Der Bau der einschiffigen spätgotischen Hallenkirche mit ihren vier Jochen fiel ihren Idealen entsprechend schlicht aus. Ein im Kloster verwendetes, auch sehr einfaches Gebetbuch mit Psalmen und Mariengebeten befindet sich im Besitz des Stadtarchivs und ist wegen seiner mittelniederdeutschen Mundart als "Bielefelder Gebetbuch" in die deutsche Literaturgeschichte eingegangen.

Die Reformation holte gleichsam die Schwestern in ihrem Reformbestreben ein und ergriff auch Bielefeld, wo 1542 die Reformation eingeführt wurde, und die Grafschaft Ravensberg: Das Süsterkloster verfiel. Im Jahre 1616 gab es nur noch zwei alte Schwestern. Die Kirche und die heute nicht mehr bestehenden Nebengebäude verfielen allmählich. Während diese bis lange nach dem Dreißigjährigen Krieg verschiedenen Zwecken dienten, u.a. in der Armenpflege, zeigte sich für die Süsterkirche eine neue Aufgabe.

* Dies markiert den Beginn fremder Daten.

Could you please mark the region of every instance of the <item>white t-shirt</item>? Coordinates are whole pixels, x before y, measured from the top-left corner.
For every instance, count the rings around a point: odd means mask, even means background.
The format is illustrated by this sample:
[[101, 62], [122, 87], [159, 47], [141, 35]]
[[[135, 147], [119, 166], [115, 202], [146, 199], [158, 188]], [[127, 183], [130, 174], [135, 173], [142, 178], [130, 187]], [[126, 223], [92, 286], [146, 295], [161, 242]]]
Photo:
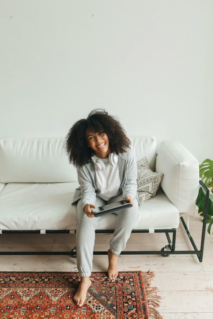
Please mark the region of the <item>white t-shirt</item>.
[[[99, 159], [94, 155], [95, 159]], [[103, 170], [99, 171], [95, 165], [97, 180], [97, 186], [100, 191], [99, 197], [105, 200], [109, 200], [113, 196], [120, 194], [119, 188], [121, 181], [118, 170], [118, 162], [112, 166], [110, 164], [109, 158], [100, 159], [103, 162], [106, 168]]]

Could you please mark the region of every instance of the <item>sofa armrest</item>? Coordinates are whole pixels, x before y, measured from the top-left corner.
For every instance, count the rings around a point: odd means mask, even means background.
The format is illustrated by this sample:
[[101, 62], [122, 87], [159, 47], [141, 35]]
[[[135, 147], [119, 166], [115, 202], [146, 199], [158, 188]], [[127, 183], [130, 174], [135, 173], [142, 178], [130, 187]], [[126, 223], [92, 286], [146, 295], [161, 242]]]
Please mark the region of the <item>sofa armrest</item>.
[[177, 141], [162, 141], [156, 171], [164, 173], [161, 186], [179, 213], [194, 212], [199, 190], [199, 163]]
[[6, 183], [0, 183], [0, 193], [4, 188]]

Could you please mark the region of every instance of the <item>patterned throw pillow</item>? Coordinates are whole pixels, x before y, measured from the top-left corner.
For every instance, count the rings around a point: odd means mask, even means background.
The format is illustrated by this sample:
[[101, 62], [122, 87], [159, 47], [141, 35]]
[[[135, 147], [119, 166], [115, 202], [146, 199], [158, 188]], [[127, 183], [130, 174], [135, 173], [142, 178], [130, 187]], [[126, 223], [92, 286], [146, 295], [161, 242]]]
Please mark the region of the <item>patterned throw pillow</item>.
[[140, 205], [155, 196], [164, 174], [153, 172], [146, 157], [137, 162], [137, 192]]

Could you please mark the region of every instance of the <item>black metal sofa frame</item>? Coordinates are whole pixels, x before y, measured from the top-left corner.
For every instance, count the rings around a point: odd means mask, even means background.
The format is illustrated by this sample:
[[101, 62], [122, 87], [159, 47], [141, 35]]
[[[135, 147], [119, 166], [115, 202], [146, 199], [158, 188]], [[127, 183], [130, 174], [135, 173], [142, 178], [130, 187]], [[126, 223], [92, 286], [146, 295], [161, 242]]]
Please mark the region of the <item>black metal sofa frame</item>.
[[[204, 242], [206, 232], [206, 220], [207, 218], [207, 212], [208, 211], [208, 206], [209, 204], [209, 190], [206, 187], [202, 181], [201, 180], [199, 180], [199, 183], [206, 191], [206, 198], [205, 199], [205, 209], [203, 222], [202, 235], [201, 236], [201, 248], [199, 250], [194, 243], [193, 238], [191, 235], [188, 229], [182, 216], [180, 217], [180, 219], [184, 226], [186, 233], [188, 236], [190, 241], [194, 249], [194, 250], [175, 250], [175, 241], [176, 239], [176, 229], [172, 228], [171, 229], [155, 229], [154, 233], [165, 233], [168, 241], [169, 244], [166, 245], [163, 247], [160, 251], [123, 251], [121, 253], [121, 255], [161, 255], [164, 257], [168, 257], [171, 254], [179, 255], [184, 254], [186, 255], [196, 254], [200, 262], [202, 261], [203, 254], [203, 249], [204, 248]], [[95, 230], [96, 233], [110, 234], [113, 233], [114, 231], [114, 229], [109, 229], [105, 230]], [[48, 230], [45, 231], [45, 232], [41, 230], [4, 230], [1, 231], [2, 234], [71, 234], [73, 232], [75, 234], [76, 230], [70, 231], [69, 230]], [[149, 232], [148, 229], [135, 229], [133, 230], [132, 233], [140, 233]], [[172, 243], [169, 234], [169, 233], [173, 233]], [[169, 253], [163, 254], [162, 252], [164, 251], [165, 249], [167, 253]], [[107, 255], [107, 251], [94, 251], [94, 255]], [[71, 251], [0, 251], [0, 255], [68, 255], [74, 258], [76, 258], [76, 248], [75, 247]]]

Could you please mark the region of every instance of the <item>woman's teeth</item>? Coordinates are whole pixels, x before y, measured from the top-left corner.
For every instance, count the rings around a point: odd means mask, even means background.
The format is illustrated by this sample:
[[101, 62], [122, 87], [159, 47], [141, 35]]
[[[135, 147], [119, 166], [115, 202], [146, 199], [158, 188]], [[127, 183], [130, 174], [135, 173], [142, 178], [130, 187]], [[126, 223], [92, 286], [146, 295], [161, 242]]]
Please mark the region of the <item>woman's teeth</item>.
[[104, 146], [105, 146], [105, 143], [106, 143], [106, 142], [105, 142], [104, 143], [104, 144], [103, 144], [103, 145], [102, 145], [102, 146], [100, 146], [100, 147], [99, 147], [98, 146], [97, 146], [97, 147], [98, 148], [99, 148], [99, 150], [100, 150], [100, 149], [101, 148], [103, 148], [104, 147]]

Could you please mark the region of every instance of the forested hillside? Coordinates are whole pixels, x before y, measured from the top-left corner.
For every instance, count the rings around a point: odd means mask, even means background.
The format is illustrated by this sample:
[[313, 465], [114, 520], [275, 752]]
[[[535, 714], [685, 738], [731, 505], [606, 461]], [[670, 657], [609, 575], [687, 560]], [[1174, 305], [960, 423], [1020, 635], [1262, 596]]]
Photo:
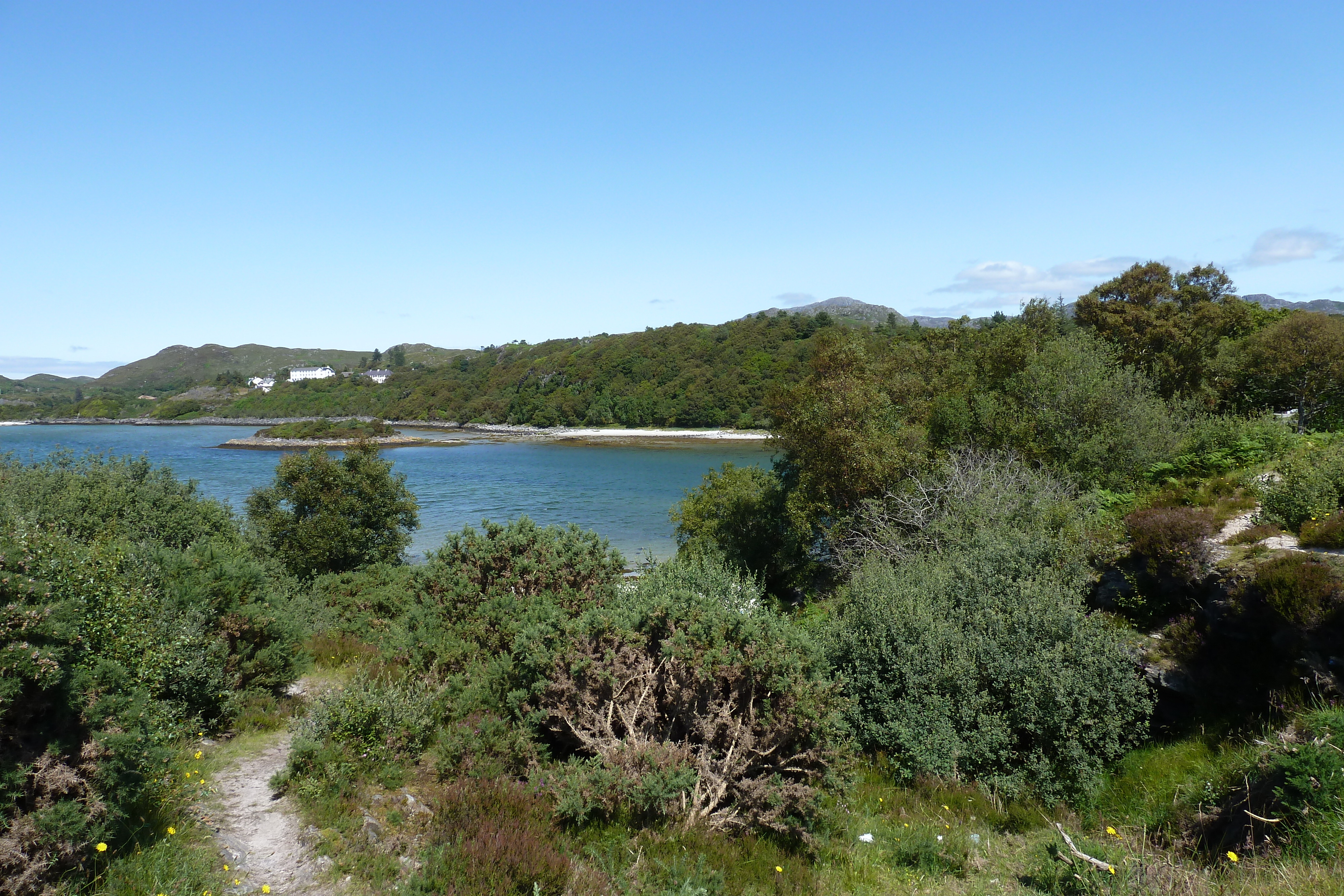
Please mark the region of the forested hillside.
[[[534, 426], [763, 426], [766, 395], [802, 376], [827, 314], [492, 347], [386, 386], [313, 380], [249, 395], [230, 416], [372, 414], [399, 420]], [[883, 328], [882, 332], [886, 332]]]
[[269, 398], [587, 418], [649, 383], [675, 419], [712, 386], [777, 459], [633, 568], [527, 517], [413, 566], [368, 443], [284, 457], [246, 520], [142, 461], [4, 459], [0, 893], [266, 892], [204, 819], [280, 727], [270, 811], [351, 892], [1339, 892], [1344, 318], [1136, 265], [1074, 316], [403, 372]]

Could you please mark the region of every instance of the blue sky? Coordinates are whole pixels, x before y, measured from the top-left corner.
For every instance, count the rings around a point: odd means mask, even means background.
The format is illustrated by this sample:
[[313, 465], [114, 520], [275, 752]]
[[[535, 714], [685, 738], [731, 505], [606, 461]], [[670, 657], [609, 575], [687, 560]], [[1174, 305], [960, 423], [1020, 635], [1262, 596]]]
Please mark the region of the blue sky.
[[1344, 298], [1344, 4], [0, 1], [0, 373], [1133, 259]]

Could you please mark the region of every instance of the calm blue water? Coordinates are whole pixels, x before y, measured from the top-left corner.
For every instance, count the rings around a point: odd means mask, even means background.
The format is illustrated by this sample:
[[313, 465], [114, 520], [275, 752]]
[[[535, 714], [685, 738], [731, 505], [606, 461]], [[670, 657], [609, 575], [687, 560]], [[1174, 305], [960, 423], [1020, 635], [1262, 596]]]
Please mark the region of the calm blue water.
[[[280, 451], [214, 446], [251, 435], [255, 426], [0, 426], [0, 454], [38, 461], [58, 447], [144, 454], [165, 463], [202, 490], [243, 508], [247, 493], [270, 482]], [[434, 431], [407, 435], [456, 438]], [[528, 514], [542, 524], [577, 523], [595, 529], [634, 559], [644, 549], [665, 557], [676, 549], [668, 509], [684, 489], [700, 484], [724, 461], [767, 465], [755, 442], [591, 445], [504, 442], [470, 438], [458, 447], [399, 447], [383, 451], [406, 474], [421, 505], [413, 553], [438, 548], [444, 536], [481, 519]]]

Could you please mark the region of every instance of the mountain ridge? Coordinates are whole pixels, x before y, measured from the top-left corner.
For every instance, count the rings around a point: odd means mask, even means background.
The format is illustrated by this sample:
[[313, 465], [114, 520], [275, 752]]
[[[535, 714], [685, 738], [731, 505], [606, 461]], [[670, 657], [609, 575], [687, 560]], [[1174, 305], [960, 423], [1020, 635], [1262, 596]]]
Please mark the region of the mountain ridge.
[[[473, 349], [439, 348], [427, 343], [402, 343], [407, 364], [441, 364], [458, 355], [472, 355]], [[384, 352], [386, 355], [386, 352]], [[288, 348], [284, 345], [259, 345], [246, 343], [227, 347], [206, 343], [191, 345], [169, 345], [149, 357], [142, 357], [121, 367], [114, 367], [94, 383], [109, 387], [160, 390], [191, 380], [194, 383], [211, 379], [226, 371], [237, 371], [243, 376], [274, 376], [288, 367], [320, 367], [333, 369], [353, 368], [363, 360], [371, 363], [372, 351], [352, 352], [327, 348]]]

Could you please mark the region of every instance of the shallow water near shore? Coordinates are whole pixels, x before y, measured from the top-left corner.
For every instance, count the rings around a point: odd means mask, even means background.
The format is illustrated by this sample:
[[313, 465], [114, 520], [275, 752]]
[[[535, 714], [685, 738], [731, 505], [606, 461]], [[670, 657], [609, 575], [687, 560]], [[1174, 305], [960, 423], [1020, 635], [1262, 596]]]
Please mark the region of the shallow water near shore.
[[[270, 482], [280, 451], [218, 449], [251, 435], [254, 426], [5, 426], [0, 454], [40, 461], [70, 449], [117, 455], [144, 454], [196, 480], [204, 494], [243, 509], [247, 493]], [[401, 427], [406, 435], [445, 434]], [[461, 438], [457, 433], [452, 438]], [[466, 438], [458, 446], [409, 446], [383, 451], [421, 505], [411, 553], [438, 548], [448, 532], [527, 514], [540, 524], [575, 523], [610, 539], [634, 560], [645, 549], [671, 556], [676, 545], [668, 509], [724, 461], [769, 466], [759, 442], [649, 441], [603, 445], [578, 441]]]

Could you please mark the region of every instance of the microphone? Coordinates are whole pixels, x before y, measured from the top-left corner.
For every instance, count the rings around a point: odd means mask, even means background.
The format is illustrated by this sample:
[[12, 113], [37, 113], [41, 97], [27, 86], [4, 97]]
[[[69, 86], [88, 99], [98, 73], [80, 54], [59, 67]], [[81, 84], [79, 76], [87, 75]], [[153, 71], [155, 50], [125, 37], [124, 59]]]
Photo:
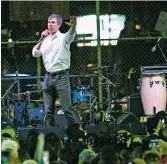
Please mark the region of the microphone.
[[41, 42], [41, 41], [43, 41], [44, 39], [45, 39], [45, 36], [42, 35], [41, 38], [38, 40], [38, 43]]
[[157, 44], [160, 42], [161, 37], [159, 37], [159, 39], [157, 40], [155, 46], [151, 49], [152, 52], [155, 52], [156, 48], [157, 48]]

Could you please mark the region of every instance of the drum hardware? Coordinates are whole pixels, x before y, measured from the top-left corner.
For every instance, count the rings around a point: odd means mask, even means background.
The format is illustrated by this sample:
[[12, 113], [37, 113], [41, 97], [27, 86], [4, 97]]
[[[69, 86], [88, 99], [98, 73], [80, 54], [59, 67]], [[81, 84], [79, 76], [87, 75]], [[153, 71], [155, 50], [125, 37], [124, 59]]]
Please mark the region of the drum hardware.
[[[153, 85], [153, 82], [161, 81]], [[154, 115], [166, 109], [166, 79], [162, 72], [141, 74], [140, 94], [145, 115]], [[156, 111], [155, 111], [156, 108]]]
[[[18, 83], [18, 81], [14, 81], [14, 82], [11, 84], [11, 86], [6, 90], [5, 94], [1, 97], [1, 100], [2, 100], [2, 101], [4, 101], [5, 98], [7, 99], [6, 112], [7, 112], [7, 119], [8, 119], [8, 120], [10, 120], [10, 111], [9, 111], [9, 110], [10, 110], [10, 109], [9, 109], [9, 107], [10, 107], [10, 103], [9, 103], [10, 96], [9, 96], [9, 93], [11, 93], [11, 89], [13, 88], [13, 86], [14, 86], [16, 83]], [[14, 114], [14, 118], [13, 118], [13, 119], [15, 120], [15, 114]], [[11, 124], [8, 120], [7, 120], [7, 126], [8, 126], [8, 124]]]
[[97, 67], [89, 68], [89, 69], [87, 69], [87, 70], [90, 71], [90, 70], [103, 69], [103, 68], [109, 68], [109, 67], [110, 67], [110, 66], [97, 66]]
[[27, 84], [26, 87], [42, 87], [41, 84]]

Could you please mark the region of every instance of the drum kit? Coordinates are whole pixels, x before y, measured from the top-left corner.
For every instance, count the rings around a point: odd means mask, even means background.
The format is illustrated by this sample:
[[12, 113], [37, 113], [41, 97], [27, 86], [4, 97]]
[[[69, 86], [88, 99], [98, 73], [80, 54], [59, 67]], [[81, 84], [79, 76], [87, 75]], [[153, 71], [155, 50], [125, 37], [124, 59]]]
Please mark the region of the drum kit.
[[[105, 69], [108, 66], [103, 66]], [[102, 68], [103, 68], [102, 67]], [[102, 69], [101, 68], [101, 69]], [[91, 68], [89, 70], [99, 69]], [[72, 107], [75, 120], [77, 123], [81, 123], [83, 126], [86, 124], [96, 124], [98, 120], [105, 120], [107, 122], [115, 122], [113, 114], [111, 114], [110, 100], [110, 87], [114, 89], [117, 87], [112, 83], [108, 76], [103, 77], [105, 80], [105, 86], [107, 88], [108, 108], [105, 113], [99, 111], [98, 100], [95, 91], [91, 85], [82, 84], [82, 80], [77, 84], [77, 87], [71, 92], [72, 94]], [[24, 93], [13, 93], [11, 97], [11, 89], [16, 84], [15, 81], [3, 97], [1, 101], [7, 100], [2, 103], [1, 120], [2, 128], [4, 126], [45, 126], [45, 109], [42, 100], [42, 90], [26, 91]], [[165, 73], [163, 72], [142, 72], [139, 80], [139, 90], [141, 94], [142, 104], [145, 111], [145, 115], [154, 115], [161, 110], [166, 109], [166, 80]], [[26, 87], [38, 87], [39, 84], [27, 84]], [[38, 95], [38, 96], [37, 96]], [[35, 99], [38, 97], [38, 99]], [[64, 116], [63, 109], [59, 99], [55, 101], [55, 119], [56, 126], [66, 127], [67, 121]], [[104, 117], [104, 118], [102, 118]]]

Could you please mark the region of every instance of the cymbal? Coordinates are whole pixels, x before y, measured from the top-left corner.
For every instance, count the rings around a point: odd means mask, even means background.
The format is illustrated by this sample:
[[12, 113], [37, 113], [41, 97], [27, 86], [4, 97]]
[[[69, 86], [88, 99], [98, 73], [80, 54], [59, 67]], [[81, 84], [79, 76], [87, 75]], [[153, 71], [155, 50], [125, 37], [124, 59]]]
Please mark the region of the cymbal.
[[87, 70], [103, 69], [103, 68], [108, 68], [108, 67], [110, 66], [98, 66], [98, 67], [89, 68]]
[[29, 74], [21, 74], [21, 73], [19, 73], [19, 74], [8, 73], [8, 74], [4, 74], [3, 76], [5, 76], [5, 77], [16, 77], [16, 76], [18, 76], [18, 77], [25, 77], [25, 76], [31, 76], [31, 75], [29, 75]]
[[41, 87], [41, 84], [27, 84], [26, 87]]

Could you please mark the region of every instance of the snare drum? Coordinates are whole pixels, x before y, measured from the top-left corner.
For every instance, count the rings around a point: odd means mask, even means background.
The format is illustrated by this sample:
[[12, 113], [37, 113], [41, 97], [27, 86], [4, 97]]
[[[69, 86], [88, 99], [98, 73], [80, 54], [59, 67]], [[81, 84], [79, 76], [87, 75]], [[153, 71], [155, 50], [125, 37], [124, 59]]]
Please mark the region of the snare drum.
[[141, 99], [146, 115], [154, 115], [166, 109], [164, 73], [143, 73], [141, 75]]
[[31, 102], [29, 110], [29, 119], [30, 122], [34, 120], [44, 121], [45, 110], [43, 102]]
[[93, 90], [81, 88], [73, 91], [73, 104], [76, 109], [88, 109], [92, 101]]
[[[79, 116], [78, 112], [75, 109], [73, 109], [72, 112], [74, 115], [75, 123], [80, 124], [80, 116]], [[60, 127], [60, 128], [67, 128], [68, 127], [67, 119], [64, 115], [64, 110], [61, 106], [55, 108], [54, 118], [55, 118], [55, 126], [56, 127]]]

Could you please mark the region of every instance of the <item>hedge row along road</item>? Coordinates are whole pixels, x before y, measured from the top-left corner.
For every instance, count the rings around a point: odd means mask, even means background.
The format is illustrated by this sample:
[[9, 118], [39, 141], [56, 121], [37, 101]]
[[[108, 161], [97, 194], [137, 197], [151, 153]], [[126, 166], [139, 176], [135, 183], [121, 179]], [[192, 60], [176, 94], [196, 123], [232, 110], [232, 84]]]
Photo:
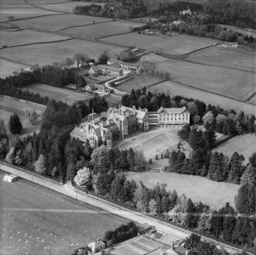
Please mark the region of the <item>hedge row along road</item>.
[[[155, 226], [157, 231], [166, 233], [173, 238], [177, 239], [185, 239], [189, 237], [192, 233], [188, 230], [183, 230], [178, 227], [171, 226], [170, 224], [164, 224], [160, 222], [157, 219], [151, 218], [146, 215], [143, 215], [141, 213], [132, 211], [130, 210], [126, 210], [122, 208], [121, 206], [115, 205], [112, 203], [107, 203], [102, 199], [94, 199], [92, 195], [86, 195], [79, 193], [73, 190], [70, 183], [65, 185], [60, 185], [47, 180], [46, 179], [42, 179], [41, 177], [35, 176], [34, 175], [27, 173], [22, 170], [19, 170], [18, 167], [8, 166], [9, 164], [6, 163], [2, 163], [0, 161], [0, 169], [4, 170], [5, 172], [11, 173], [15, 174], [21, 178], [28, 179], [34, 183], [39, 184], [42, 186], [47, 187], [52, 190], [54, 190], [59, 193], [68, 195], [73, 199], [76, 199], [77, 200], [82, 201], [87, 204], [94, 205], [99, 208], [107, 211], [111, 214], [118, 215], [125, 218], [128, 218], [131, 221], [134, 221], [139, 223], [147, 222], [150, 225]], [[14, 184], [15, 185], [15, 184]], [[240, 249], [232, 247], [229, 245], [222, 244], [220, 242], [209, 239], [206, 237], [202, 237], [203, 239], [208, 240], [210, 242], [213, 242], [217, 244], [217, 247], [219, 248], [220, 246], [224, 247], [230, 253], [235, 253], [237, 251], [241, 252]], [[249, 253], [251, 254], [252, 253]]]

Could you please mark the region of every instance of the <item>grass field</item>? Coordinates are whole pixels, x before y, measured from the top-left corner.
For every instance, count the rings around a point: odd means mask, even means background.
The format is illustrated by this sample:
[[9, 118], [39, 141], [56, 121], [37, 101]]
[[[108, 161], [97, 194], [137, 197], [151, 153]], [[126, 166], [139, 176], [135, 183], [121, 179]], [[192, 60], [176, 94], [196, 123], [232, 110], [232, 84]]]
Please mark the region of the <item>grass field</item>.
[[[83, 37], [85, 38], [100, 38], [113, 34], [130, 32], [131, 27], [141, 27], [142, 25], [143, 24], [132, 21], [116, 21], [102, 24], [91, 24], [90, 26], [66, 28], [63, 29], [62, 32], [70, 35]], [[133, 36], [134, 34], [131, 34]], [[118, 42], [115, 41], [115, 40], [113, 42], [118, 44]]]
[[16, 100], [8, 99], [0, 97], [0, 118], [3, 119], [6, 127], [10, 119], [10, 116], [15, 112], [20, 117], [20, 120], [23, 125], [23, 129], [20, 136], [23, 137], [27, 134], [32, 134], [34, 132], [37, 132], [41, 124], [41, 118], [39, 117], [36, 124], [32, 125], [25, 118], [27, 110], [32, 111], [34, 109], [40, 115], [42, 115], [44, 108], [35, 106], [27, 103], [20, 102]]
[[212, 94], [197, 89], [193, 89], [171, 81], [164, 82], [147, 89], [151, 92], [165, 92], [173, 95], [183, 95], [187, 98], [193, 98], [202, 100], [206, 105], [220, 105], [225, 109], [234, 109], [237, 111], [243, 110], [245, 112], [254, 114], [255, 105], [228, 98], [225, 96]]
[[15, 32], [0, 31], [0, 47], [39, 42], [50, 42], [69, 38], [58, 34], [24, 29]]
[[98, 18], [86, 15], [50, 15], [45, 18], [45, 17], [38, 17], [28, 20], [21, 20], [12, 21], [17, 26], [32, 27], [35, 28], [45, 29], [51, 31], [56, 31], [60, 29], [71, 26], [81, 26], [96, 22], [111, 21], [107, 18]]
[[24, 179], [0, 189], [2, 255], [71, 254], [125, 222]]
[[184, 193], [193, 202], [201, 201], [213, 209], [219, 209], [227, 202], [234, 206], [234, 196], [239, 189], [239, 186], [236, 184], [217, 182], [205, 177], [174, 173], [128, 172], [126, 178], [134, 179], [137, 182], [142, 181], [148, 187], [152, 187], [157, 182], [166, 183], [167, 189], [176, 189], [178, 195]]
[[73, 57], [78, 53], [83, 53], [89, 57], [97, 59], [103, 50], [107, 50], [113, 58], [116, 53], [122, 51], [122, 48], [74, 39], [58, 43], [2, 49], [0, 50], [0, 56], [30, 66], [36, 63], [43, 66], [55, 61], [63, 61], [67, 57]]
[[255, 72], [255, 51], [248, 47], [225, 49], [215, 47], [194, 53], [186, 59], [200, 63]]
[[102, 40], [122, 45], [136, 45], [136, 47], [147, 50], [162, 51], [167, 54], [178, 56], [218, 42], [216, 40], [210, 38], [202, 38], [186, 34], [163, 38], [162, 37], [138, 34], [137, 33], [114, 36]]
[[256, 152], [256, 135], [246, 134], [235, 136], [215, 148], [214, 150], [222, 152], [229, 158], [236, 151], [239, 154], [243, 154], [245, 157], [244, 163], [248, 162], [251, 154]]
[[[78, 6], [78, 5], [82, 5], [82, 6], [84, 6], [84, 5], [92, 5], [92, 2], [61, 2], [61, 3], [58, 3], [58, 4], [56, 4], [56, 5], [53, 5], [53, 4], [50, 4], [50, 5], [38, 5], [38, 6], [41, 6], [41, 7], [43, 7], [43, 8], [45, 8], [47, 9], [50, 9], [50, 10], [53, 10], [53, 11], [66, 11], [66, 12], [73, 12], [73, 9], [76, 7], [76, 6]], [[105, 3], [93, 3], [95, 5], [104, 5]]]
[[42, 96], [47, 96], [50, 99], [65, 101], [66, 103], [72, 103], [74, 101], [86, 100], [92, 98], [92, 95], [76, 92], [72, 90], [50, 86], [45, 84], [34, 84], [24, 87], [23, 90], [28, 89], [34, 93], [39, 93]]
[[158, 77], [141, 74], [139, 76], [135, 76], [133, 79], [118, 85], [116, 89], [130, 92], [131, 89], [137, 90], [142, 89], [144, 86], [147, 88], [152, 84], [160, 82], [163, 79]]
[[28, 66], [7, 61], [0, 58], [0, 78], [5, 78], [13, 74], [13, 72], [21, 68], [26, 68]]
[[154, 160], [156, 155], [160, 155], [167, 149], [170, 151], [177, 150], [180, 140], [177, 128], [152, 128], [148, 132], [135, 133], [125, 140], [120, 140], [114, 144], [120, 150], [128, 149], [142, 150], [147, 161]]
[[[21, 2], [20, 2], [21, 3]], [[10, 16], [14, 18], [31, 18], [41, 15], [54, 15], [53, 11], [48, 11], [34, 8], [1, 8], [0, 9], [0, 21], [8, 21]]]
[[245, 101], [255, 92], [255, 75], [253, 73], [167, 59], [154, 54], [143, 56], [141, 61], [143, 60], [156, 63], [159, 69], [170, 73], [173, 81], [235, 99]]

Mittlerweile war die Grafschaft an das Haus Brandenburg gefallen, endgültig 1649. Schon Kurfürst Johann Sigismund war am Weihnachtsfest 1617 mit einer Abendmahlsfeier im Schloss zu Königsberg/Ostpreußen vom Luthertum zum Reformiertentum übergetreten. Sein Enkel, der Große Kurfürst Friedrich Wilhelm I. (1620-1688), hing auch bewusst der calvinischen Richtung des Protestantismus an und nahm daher z.B. bereitwillig hugenottische Flüchtlinge als seine Konfessionsverwandten in seinen Landen auf. Er setzte nun auf seiner Sparrenburg 1657 Heinrich Luthmann (aus Bremen?) als reformierten Hof- und Garnisonsprediger ein. Sinnvollerweise trägt der Sockel seines am 6. August 1900 von Kaiser Wilhelm II. enthüllten Denkmals auf der Sparrenburg den von ihm als 14-jährigem Prinzen gewählten Wahlspruch aus Psalm 143, Vers 8: "Domine, fac me scire viam quam ambulem." ("Herr, tu mir kund den Weg, den ich gehen soll.") Er erteilte durch landesherrliche Verordnung den auf dem Schloss und in der Stadt wohnenden Reformierten die Erlaubnis, dort öffentlich Gottesdienst zu halten. Zugleich wurde Stadtrentmeister Johann Schröder in das Amt eines Vorstehers, heute würden wir ihn Presbyter oder Kirchenältesten nennen, berufen, typisch für eine reformierte Gemeinde im Sinne der Kirchenordnung Calvins.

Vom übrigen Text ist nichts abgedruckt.